Für die Grünen kann die Zuspitzung auch schon im Wahlkampf ganz konkrete Folgen haben: Wenn alle davon ausgehen, dass nur Scholz oder Merz Chancen aufs Kanzleramt haben, könnte Habeck zum Beispiel eine Einladung zu TV-Duellen verweigert werden. Bei der Bundestagswahl 2021 war die Grünen-Kandidatin Annalena Baerbock dort noch vertreten, was ihr gerade in der Endphase des Wahlkampfs die so wichtige Aufmerksamkeit verschaffte.
Der Name Merz fällt oft, der von Habeck gar nicht
Dass die Sozialdemokraten tatsächlich auf die zweite Strategie setzen, legt ihre „Wahlsiegkonferenz“ am vergangenen Wochenende nahe. In Scholz' Rede fiel der Name Habeck kein einziges Mal, die Grünen erwähnte er lediglich viermal. Über Merz hingegen sprach Scholz 16 Mal, auch die CDU, CSU und die Union als Ganzes wurde mit zahlreichen Nennungen bedacht.
Auch inhaltlich machte der Kanzler klar, an wem er sich am liebsten abarbeitet: „Unser Land ist längst viel weiter als Friedrich Merz und die Seinen“, wetterte Scholz zum Beispiel. Bei der Schuldenbremse ducke der CDU-Chef sich weg, er betreibe eine gefährliche Russland-Politik und vernachlässige die Sozialpolitik.
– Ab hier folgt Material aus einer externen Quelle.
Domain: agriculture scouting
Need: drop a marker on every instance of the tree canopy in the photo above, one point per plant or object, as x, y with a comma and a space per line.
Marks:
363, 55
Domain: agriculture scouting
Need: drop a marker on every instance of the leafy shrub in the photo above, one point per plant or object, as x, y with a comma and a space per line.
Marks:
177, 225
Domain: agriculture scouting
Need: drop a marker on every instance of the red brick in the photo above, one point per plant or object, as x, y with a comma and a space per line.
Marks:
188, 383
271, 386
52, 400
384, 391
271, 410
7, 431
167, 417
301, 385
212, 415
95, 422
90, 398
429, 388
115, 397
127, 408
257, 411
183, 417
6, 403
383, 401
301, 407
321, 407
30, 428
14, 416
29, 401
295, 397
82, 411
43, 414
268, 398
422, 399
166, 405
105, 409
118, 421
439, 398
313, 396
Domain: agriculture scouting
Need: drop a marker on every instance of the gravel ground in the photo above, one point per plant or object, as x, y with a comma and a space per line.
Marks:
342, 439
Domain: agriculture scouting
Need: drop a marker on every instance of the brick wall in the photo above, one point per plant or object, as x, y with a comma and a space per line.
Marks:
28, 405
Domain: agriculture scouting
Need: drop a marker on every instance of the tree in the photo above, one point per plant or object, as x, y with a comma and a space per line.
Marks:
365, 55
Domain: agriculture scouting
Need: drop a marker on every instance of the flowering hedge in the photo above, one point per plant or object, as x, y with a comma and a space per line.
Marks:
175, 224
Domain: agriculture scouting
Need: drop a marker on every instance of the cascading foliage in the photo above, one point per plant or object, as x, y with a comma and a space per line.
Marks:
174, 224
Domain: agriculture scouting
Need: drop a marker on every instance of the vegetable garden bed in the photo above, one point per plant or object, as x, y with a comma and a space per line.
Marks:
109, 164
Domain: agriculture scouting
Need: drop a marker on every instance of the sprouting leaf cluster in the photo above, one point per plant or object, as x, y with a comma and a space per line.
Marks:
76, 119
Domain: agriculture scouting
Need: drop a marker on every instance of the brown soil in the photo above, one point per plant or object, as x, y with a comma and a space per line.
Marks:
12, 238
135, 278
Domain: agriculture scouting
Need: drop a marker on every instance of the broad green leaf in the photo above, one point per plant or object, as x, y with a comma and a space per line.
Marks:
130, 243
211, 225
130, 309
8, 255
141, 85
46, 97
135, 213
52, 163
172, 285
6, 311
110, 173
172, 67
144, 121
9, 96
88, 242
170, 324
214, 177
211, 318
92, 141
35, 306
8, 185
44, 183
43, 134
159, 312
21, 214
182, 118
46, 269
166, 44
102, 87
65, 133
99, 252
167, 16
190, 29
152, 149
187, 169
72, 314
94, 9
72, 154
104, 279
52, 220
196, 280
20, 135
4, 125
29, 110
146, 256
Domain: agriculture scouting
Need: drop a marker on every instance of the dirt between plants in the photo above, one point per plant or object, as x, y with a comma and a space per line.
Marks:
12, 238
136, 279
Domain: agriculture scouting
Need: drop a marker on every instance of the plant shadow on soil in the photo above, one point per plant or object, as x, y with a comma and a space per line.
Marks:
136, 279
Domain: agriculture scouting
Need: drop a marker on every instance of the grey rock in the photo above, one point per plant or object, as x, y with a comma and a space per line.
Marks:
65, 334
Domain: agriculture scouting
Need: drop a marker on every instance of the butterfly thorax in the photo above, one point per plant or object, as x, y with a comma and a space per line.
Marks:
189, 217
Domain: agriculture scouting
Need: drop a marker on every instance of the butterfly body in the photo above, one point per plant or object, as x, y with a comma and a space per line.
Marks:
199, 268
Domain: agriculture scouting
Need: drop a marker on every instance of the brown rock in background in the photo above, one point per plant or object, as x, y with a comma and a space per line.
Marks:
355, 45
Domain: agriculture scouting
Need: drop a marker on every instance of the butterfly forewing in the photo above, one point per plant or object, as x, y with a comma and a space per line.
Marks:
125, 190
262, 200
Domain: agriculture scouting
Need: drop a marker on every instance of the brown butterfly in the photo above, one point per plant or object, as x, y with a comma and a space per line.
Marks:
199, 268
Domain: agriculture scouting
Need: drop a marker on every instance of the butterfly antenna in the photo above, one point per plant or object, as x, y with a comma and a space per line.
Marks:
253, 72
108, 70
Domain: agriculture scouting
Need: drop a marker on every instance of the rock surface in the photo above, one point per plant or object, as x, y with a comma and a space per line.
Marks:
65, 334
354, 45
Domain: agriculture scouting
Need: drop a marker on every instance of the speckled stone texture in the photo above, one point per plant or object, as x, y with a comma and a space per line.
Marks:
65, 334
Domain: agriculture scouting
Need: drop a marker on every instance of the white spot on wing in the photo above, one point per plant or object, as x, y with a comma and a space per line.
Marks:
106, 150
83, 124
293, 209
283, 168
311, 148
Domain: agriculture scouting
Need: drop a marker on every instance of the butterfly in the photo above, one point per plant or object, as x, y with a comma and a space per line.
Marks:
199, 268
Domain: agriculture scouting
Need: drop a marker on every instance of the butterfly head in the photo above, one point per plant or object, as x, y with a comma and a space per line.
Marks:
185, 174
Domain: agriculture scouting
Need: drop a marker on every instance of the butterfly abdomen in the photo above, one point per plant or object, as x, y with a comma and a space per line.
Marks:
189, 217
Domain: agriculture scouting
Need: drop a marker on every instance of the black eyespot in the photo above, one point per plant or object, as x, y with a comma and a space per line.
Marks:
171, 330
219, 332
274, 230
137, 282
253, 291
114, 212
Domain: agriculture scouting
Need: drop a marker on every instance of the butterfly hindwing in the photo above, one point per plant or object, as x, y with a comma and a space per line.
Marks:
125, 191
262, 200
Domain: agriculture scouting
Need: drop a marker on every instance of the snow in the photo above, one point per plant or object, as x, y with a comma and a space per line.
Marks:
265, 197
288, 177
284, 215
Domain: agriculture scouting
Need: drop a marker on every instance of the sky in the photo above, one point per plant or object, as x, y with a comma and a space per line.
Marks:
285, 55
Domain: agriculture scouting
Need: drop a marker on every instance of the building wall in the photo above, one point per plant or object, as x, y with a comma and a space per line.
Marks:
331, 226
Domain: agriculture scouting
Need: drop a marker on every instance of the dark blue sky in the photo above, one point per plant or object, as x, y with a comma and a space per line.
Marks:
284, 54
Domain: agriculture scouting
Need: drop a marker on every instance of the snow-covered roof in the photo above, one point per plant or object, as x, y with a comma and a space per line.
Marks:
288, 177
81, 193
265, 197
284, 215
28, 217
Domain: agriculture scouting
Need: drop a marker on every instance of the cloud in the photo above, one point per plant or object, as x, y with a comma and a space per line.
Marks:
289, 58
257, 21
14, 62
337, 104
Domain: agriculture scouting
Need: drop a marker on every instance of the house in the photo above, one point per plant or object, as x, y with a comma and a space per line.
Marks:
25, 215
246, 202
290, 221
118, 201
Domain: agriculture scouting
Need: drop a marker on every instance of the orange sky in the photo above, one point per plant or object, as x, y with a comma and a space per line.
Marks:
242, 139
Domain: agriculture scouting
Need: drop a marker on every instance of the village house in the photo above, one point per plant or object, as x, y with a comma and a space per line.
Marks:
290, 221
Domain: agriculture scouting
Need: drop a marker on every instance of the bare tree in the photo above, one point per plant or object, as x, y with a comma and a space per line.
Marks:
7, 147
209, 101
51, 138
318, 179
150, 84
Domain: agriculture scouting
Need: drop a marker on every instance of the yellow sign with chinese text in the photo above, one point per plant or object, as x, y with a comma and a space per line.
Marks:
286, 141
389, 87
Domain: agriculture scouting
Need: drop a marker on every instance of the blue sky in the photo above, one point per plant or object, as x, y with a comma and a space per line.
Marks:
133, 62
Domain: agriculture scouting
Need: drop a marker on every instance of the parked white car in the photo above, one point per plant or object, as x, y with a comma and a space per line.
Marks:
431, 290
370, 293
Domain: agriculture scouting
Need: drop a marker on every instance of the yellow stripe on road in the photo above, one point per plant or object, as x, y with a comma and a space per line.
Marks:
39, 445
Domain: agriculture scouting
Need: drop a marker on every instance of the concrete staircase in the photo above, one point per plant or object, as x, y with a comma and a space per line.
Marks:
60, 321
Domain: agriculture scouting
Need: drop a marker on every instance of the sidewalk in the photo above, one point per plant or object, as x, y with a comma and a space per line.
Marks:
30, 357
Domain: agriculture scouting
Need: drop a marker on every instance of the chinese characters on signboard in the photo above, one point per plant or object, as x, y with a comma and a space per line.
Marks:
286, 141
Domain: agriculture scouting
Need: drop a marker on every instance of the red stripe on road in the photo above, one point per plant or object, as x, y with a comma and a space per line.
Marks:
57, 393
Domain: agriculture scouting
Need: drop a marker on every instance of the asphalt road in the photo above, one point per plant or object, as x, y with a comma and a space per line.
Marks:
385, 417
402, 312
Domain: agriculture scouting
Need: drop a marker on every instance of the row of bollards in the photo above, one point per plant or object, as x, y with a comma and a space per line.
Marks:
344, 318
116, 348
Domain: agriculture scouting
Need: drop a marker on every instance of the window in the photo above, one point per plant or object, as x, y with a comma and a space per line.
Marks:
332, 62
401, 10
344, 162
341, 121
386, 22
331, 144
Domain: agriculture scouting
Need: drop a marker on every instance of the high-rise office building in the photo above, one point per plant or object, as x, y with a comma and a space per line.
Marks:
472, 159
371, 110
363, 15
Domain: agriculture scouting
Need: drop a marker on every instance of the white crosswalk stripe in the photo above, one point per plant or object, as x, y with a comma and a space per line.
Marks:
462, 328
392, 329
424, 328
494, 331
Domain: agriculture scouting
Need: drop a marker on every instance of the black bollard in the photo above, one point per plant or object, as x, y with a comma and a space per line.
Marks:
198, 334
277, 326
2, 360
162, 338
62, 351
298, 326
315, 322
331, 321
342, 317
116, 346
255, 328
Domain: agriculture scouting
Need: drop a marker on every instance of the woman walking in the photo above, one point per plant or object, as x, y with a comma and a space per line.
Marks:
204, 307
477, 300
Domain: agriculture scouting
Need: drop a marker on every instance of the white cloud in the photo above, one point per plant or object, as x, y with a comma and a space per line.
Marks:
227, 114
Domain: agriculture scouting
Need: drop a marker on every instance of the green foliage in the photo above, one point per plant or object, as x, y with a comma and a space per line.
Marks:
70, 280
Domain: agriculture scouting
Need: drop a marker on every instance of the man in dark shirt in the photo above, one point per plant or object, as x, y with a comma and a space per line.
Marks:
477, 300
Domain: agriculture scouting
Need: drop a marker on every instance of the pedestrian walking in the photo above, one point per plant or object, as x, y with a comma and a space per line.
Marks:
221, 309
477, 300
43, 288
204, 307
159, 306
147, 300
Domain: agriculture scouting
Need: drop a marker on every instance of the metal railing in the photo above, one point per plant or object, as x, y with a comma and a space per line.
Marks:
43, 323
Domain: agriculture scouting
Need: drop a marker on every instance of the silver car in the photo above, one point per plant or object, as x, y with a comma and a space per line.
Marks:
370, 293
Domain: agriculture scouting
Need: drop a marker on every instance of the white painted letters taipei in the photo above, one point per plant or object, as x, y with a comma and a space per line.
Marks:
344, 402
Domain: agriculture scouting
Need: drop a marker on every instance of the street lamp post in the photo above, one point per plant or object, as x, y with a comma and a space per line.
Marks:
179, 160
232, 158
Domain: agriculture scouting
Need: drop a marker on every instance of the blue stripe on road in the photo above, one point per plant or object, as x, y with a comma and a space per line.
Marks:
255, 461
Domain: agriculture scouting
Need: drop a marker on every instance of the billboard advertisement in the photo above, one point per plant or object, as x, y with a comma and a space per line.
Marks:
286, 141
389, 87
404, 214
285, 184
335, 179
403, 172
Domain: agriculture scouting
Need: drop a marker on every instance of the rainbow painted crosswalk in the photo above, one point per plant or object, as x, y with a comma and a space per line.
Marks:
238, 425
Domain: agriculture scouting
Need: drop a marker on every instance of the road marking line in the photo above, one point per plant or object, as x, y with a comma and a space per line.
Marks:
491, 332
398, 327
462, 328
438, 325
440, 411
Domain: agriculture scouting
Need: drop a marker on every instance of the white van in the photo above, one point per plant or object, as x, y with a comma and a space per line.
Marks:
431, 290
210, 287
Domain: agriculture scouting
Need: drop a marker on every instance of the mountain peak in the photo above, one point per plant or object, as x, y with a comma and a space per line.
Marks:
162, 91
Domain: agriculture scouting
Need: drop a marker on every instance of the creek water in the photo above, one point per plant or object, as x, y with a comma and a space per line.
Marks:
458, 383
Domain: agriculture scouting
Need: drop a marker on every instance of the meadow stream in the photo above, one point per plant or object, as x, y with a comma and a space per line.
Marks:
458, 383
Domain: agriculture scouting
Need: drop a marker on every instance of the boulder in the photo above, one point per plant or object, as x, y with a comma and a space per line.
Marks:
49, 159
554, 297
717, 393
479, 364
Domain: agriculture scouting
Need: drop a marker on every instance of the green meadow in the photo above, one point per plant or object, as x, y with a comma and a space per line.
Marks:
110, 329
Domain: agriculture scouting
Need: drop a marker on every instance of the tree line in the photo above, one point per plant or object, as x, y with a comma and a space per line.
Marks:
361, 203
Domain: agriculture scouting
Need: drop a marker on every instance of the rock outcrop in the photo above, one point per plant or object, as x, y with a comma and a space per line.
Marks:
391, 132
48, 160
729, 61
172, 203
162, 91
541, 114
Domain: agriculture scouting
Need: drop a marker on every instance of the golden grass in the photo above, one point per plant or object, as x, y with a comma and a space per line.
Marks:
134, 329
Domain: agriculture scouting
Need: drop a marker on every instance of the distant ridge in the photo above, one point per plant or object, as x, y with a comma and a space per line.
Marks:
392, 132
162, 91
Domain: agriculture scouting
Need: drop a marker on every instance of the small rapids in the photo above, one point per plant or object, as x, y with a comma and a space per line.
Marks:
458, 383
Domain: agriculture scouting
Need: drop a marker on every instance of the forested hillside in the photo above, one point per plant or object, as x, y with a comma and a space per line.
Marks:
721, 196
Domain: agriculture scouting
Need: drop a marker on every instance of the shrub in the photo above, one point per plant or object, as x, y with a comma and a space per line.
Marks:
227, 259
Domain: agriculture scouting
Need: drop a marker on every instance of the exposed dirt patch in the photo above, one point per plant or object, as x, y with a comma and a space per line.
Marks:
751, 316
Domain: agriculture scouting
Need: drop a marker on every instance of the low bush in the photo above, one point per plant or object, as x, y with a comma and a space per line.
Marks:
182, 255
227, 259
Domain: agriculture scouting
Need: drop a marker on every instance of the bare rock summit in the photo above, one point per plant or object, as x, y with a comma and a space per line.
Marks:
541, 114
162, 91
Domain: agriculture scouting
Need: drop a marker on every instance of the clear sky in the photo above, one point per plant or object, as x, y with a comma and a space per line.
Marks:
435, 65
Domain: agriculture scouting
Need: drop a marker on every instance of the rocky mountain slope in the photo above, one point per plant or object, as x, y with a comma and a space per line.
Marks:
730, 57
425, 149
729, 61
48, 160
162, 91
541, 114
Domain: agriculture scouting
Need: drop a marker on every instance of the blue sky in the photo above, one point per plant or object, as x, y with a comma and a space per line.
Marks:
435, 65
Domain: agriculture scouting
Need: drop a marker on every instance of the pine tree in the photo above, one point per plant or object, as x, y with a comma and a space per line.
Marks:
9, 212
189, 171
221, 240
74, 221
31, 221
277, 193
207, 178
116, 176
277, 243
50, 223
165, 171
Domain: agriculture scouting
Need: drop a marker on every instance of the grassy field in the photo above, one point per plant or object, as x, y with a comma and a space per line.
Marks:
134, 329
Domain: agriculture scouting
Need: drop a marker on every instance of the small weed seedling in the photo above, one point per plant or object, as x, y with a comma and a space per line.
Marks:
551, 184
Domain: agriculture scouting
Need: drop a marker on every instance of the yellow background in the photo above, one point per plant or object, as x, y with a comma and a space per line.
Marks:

Positiver Nebeneffekt der Strategie, über Habeck zu schweigen und gegen Merz zu feuern: Das entspricht deutlich mehr dem Gefühl der SPD-Basis als eine Kampagne gegen die Grünen. Entsprechend zuversichtlich ist man bei den Sozialdemokraten, mit der richtigen Taktik doch noch eine Chance aufs Kanzleramt zu haben.